You can now register your book cheaply and easily online at the Electronic Copyright Office’s website, http://copyright.gov/eco/. There are several advantages to registering this way: The cost is only $35 per title; you can upload the material you want to register electronically; and the processing time, according to the Website, is reduced from 10 months for mail submissions to only 3 months for e-registration. (Three months! Well, it’s a Federal government activity, after all. But that’s better than the ten months they say you’ll wait if you use the USPS.)
So, what’s protected? Your writing, that’s what. If someone plagerizes, in whole or in part, the language of your story, you could claim copyright infringement. Or, you could choose to grant permission on an exception basis to specific persons or entities to reproduce your story. Normally this protection lasts for your entire lifetime, plus seventy years.

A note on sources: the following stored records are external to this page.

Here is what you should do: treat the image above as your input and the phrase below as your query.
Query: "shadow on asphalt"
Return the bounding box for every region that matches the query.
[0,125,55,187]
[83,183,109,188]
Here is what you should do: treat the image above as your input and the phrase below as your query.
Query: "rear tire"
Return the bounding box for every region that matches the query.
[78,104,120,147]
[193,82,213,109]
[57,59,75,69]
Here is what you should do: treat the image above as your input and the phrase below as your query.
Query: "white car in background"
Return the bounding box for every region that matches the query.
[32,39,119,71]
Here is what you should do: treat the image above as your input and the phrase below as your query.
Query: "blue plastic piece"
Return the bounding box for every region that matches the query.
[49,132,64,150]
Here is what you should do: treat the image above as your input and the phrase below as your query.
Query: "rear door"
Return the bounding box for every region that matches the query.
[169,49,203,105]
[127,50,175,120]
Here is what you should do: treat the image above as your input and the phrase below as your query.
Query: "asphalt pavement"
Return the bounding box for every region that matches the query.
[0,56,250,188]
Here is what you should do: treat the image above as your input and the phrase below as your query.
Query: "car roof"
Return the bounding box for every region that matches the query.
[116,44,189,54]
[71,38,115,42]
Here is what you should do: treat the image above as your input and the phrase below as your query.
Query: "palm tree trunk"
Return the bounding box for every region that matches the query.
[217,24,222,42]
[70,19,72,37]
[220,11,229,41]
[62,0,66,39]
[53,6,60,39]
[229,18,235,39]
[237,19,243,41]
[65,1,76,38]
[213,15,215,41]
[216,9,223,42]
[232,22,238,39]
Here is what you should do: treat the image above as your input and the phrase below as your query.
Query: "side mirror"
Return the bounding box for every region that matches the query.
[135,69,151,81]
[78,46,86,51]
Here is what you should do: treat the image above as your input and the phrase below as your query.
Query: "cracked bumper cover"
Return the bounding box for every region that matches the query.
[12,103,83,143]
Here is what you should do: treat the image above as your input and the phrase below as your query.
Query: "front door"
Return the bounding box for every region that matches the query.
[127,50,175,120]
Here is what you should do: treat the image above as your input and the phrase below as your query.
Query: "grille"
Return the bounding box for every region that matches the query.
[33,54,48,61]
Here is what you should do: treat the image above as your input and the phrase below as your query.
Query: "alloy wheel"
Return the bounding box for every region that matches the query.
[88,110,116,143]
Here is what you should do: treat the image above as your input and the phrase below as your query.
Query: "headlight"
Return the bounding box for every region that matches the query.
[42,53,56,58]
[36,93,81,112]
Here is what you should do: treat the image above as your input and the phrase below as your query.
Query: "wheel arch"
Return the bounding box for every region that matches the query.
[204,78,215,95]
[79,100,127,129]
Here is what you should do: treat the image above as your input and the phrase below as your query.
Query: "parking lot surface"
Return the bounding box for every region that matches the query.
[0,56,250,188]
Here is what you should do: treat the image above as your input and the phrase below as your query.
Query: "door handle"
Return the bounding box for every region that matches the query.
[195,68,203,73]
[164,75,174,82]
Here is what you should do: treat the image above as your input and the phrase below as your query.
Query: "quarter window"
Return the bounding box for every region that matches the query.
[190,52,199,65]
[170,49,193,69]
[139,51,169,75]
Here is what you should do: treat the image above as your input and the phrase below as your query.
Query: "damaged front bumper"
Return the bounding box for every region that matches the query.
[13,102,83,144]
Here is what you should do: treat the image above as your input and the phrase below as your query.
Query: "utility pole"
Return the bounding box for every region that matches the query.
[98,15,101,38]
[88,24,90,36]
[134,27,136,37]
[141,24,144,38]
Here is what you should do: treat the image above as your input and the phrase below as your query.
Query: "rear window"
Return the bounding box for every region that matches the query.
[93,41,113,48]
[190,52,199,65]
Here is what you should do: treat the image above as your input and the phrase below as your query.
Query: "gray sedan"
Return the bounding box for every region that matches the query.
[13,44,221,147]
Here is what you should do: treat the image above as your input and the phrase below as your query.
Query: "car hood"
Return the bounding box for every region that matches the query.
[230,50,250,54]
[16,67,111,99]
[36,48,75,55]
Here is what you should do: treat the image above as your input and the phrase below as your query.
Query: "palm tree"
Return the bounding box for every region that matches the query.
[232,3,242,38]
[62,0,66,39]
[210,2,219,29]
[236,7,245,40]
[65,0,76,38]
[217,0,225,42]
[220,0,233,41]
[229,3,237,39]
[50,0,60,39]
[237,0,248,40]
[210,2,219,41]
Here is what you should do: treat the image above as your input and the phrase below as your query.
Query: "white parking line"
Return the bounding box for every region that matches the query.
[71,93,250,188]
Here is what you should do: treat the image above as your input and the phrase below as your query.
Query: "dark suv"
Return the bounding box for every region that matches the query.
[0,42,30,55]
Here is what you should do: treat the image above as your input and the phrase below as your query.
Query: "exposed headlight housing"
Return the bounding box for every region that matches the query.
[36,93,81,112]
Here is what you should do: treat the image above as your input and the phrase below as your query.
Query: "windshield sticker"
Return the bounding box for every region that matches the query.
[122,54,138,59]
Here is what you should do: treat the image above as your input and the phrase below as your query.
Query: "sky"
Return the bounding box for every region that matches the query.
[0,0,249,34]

The title of your book cannot be protected, nor can the mere name of a character. However, the use of one of your characters by someone else beyond mere mention may be protected.
Beware: Even if you register, copyright enforcement is up to you. There’s no government Big Brother searching for copyright infringements. It’s always up to you to detect and then act accordingly, when someone has ripped off your intellectual property.
Renee said that copyright registration is by far the strongest tool available, in the eyes of the courts, to protect yourself against the bad guys.
At $35 per title, Renee’s advice seems right to me: Any of us who are concerned enough about copyright protection to try the “poor man’s approach” should really be spending the $35 to do it up right. Then (this is DiGrazie’s speculation, not the lawyer talking) maybe you can send a copy of the manuscript to yourself via reg mail, just for a little backup. That’s my plan!
I’ll share more of what I learned this past weekend about legal aspects of writing, in another day or two.